Was wirklich gegen trockene Augen hilft

Es brennt, juckt und schmerzt: ein trockenes Auge. Neue Erkenntnisse über die Ursachen ermöglichen eine gezieltere Behandlung

von Dr. Reinhard Door, aktualisiert am 16.03.2016

Ein Gefühl wie Schleifpapier: Trockene Augen

Masterfile/

Wer es nicht selbst erlebt, versteht das Leiden wahrscheinlich kaum. Es hört sich auch so banal an: trockenes Auge. "Es eine reine Befindlichkeitsstörung zu nennen, verharmlost das Problem zu sehr", sagt Professor Claus Cursiefen, Direktor des Zentrums für Augenheilkunde an der Universitätsklinik Köln. "Aber zum Glück hat das trockene Auge nur äußerst selten schwere Folgen."

In bestimmten Fällen sollte man zum Arzt: wenn das Auge rot wird, schmerzt oder an Sehschärfe verliert. Die Beschwerden lassen sich in der Regel leicht lindern – auch deshalb, weil Mediziner die Ursachen immer besser verstehen. So haben sie in den letzten Jahren erkannt, dass meist nicht die Tränendrüsen versagen, sondern die Zusammensetzung der Flüssigkeit nicht stimmt (siehe Grafik).


Drei-Schichten-Schutz: Der Tränenfilm schützt die Hornhaut und ermöglicht scharfes Sehen

W&B/Astrid Zacharias

Bei der Mehrzahl der Patienten ist die schützende Fettschicht der Tränen zu dünn oder löchrig. Das fördert die Verdunstung des Tränenfilms, er reißt rascher auf. Die sogenannten Meibom-Drüsen bilden das Fett und scheiden es an den Lidrändern aus. Sie können sich entzünden, zu viel oder zu wenig Fett oder eine falsche Mischung produzieren. Dann verstopft das Sekret oft die Ausführgänge.

Lidrand pflegen, Tränenschicht stabilisieren

Der Fokus der Behandlung liegt deshalb auf dem Lidrand.

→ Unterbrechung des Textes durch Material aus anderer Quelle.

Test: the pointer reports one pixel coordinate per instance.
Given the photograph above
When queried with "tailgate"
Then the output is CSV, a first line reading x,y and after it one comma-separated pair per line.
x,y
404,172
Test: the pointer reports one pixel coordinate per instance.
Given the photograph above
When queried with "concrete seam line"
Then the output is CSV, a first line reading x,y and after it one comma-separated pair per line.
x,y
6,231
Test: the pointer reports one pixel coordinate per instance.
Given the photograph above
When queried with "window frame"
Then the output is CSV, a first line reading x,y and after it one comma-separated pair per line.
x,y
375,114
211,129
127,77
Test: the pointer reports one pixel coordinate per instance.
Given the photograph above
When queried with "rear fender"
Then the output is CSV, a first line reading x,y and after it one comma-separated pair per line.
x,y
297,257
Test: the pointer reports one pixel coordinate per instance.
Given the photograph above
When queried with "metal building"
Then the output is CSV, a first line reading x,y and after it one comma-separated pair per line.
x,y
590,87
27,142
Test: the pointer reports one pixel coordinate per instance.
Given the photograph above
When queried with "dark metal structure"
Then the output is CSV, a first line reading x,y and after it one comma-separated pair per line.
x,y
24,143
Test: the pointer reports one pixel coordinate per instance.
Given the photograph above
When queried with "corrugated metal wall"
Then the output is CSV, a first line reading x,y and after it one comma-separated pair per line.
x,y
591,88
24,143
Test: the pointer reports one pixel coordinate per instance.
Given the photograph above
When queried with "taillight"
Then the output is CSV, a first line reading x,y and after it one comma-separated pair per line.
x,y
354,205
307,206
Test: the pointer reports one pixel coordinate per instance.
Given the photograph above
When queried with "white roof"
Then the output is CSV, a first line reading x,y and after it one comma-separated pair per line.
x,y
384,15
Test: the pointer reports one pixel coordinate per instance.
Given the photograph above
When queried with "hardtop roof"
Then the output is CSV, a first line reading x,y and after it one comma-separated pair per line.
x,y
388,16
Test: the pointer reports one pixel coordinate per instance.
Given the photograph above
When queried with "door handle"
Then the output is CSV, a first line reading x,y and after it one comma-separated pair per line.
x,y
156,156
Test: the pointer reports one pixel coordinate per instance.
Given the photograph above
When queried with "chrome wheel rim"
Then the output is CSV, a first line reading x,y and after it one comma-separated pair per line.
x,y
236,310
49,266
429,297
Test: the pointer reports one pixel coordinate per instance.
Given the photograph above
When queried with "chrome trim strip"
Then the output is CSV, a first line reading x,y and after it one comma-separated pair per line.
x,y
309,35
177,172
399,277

Feuchtwarme Kompressen helfen, das Sekret aufzuweichen, eine Lidrandmassage unterstützt die Drüsen. Die Technik lässt man sich am besten beim Augenarzt zeigen. Zudem gibt es in der Apotheke spezielle Tropfen und Gele, die Fettanteile enthalten und so die Tränenschicht stabilisieren. Verursachen Erreger die Entzündung der Drüsen, wird der Arzt Antibiotika verordnen. In hartnäckigen Fällen kann er die Ausführgänge mit Mini-Sonden weiten.

Relativ neu ist die Erkenntnis, dass eine entzündete Augenoberfläche zu trockenen Augen führt. "Da gibt es viele Gemeinsamkeiten mit einer Autoimmunerkrankung, einem Angriff des Abwehrsystems auf körpereigene Strukturen", erklärt Professorin Elisabeth Messmer, Oberärztin an der Universitäts-Augenklinik München.

Als Gegenmittel sind seit Kurzem Ciclosporin-Tropfen für schwere Formen des trockenen Auges zugelassen. Sie sind jedoch so teuer, dass sie nur selten angewandt werden. Vergleichsweise billig ist entzündungshemmendes Kortison. Es eignet sich allerdings nur für einen Kurzzeiteinsatz, weil es das Risiko für den grauen (Katarakt) und den grünen Star (Glaukom) erhöht.

Augentropfen: Austesten, was für einen am besten ist

Hilft die Behandlung der Meibom-Drüsen nicht, bilden Augentropfen die Basistherapie. Sie sollten bei regelmäßiger Anwendung kein Konservierungsmittel enthalten. Bezahlen muss der Patient die Tropfen selbst. Dabei gilt: ausprobieren und Erfahrungen sammeln. Im Allgemeinen beginnt man mit dünnflüssigen Lösungen. Reichen sie nicht aus oder muss man zu oft nachtropfen, kann ein Umstieg auf dickflüssigere Präparate helfen.

Diese können allerdings die klare Sicht beeinträchtigen. Manche Patienten träufeln deshalb tagsüber die Tropfen ins Auge und geben nachts ein spezielles Gel oder eine Salbe in den Bindehautsack. Andere dagegen bevorzugen ein Spray, das auf die geschlossenen Lider gesprüht wird und – Färbetests beweisen es – über die Lidränder tatsächlich ins Auge gelangt.

Mit einer Mär räumt Professor Gerd Geerling, federführender Autor einer Leitlinie zum trockenen Auge, auf: "Es stimmt nicht, dass künstliche Tränen die körpereigene Tränenproduktion dauerhaft unterdrücken."